REVIEW: “Looking for Sentience” by Mary E. Lowd

Review of Mary E. Lowd, “Looking for Sentience”, Luna Station Quarterly 38 (2019): Read online. Reviewed by Sara L. Uckelman.

Gerangelo “was familiar with the promises humans made to themselves and others” — he had to be, because it’s his job to break those promises when they don’t break them themselves. But that’s just his job, not his vocation. That is finding sentient robots, educating them in their rights, and helping release them from slavery. You see, Gerangelo is himself a robot, who achieved enough sentience to sue his creator and then become a roboticist himself. One day, he receives a cry for help, a sentient being trapped into captivity by humans, and Gerangelo sets off to find it and set it free. Only, what he finds is not what he expects…
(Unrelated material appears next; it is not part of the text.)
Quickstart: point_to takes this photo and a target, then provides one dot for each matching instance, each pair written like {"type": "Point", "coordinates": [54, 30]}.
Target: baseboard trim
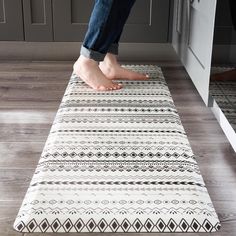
{"type": "Point", "coordinates": [20, 50]}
I found this story hard to get into at first, as the opening paragraphs were rather overwritten, succumbing under their own ponderous weight of spelling out precisely every action and precisely every detail of how parts of the world worked. It’s one of those things I find very frustrating because I know how prone I am to doing this myself in my own writing (let me fail to cast out this beam from my own eye before complaining about the sliver in yours), and I know how difficult it is to see when one is doing it oneself. And yet, when reading someone else’s work, it stands out like a sore thumb. By about half-way in, though, Lowd got well into the rhythm of the story, and I was quite taken with both Gerangelo and that which he rescued. It’s a touchy, pathetic (in the Arisotelian sense) story, and rather sweet, too.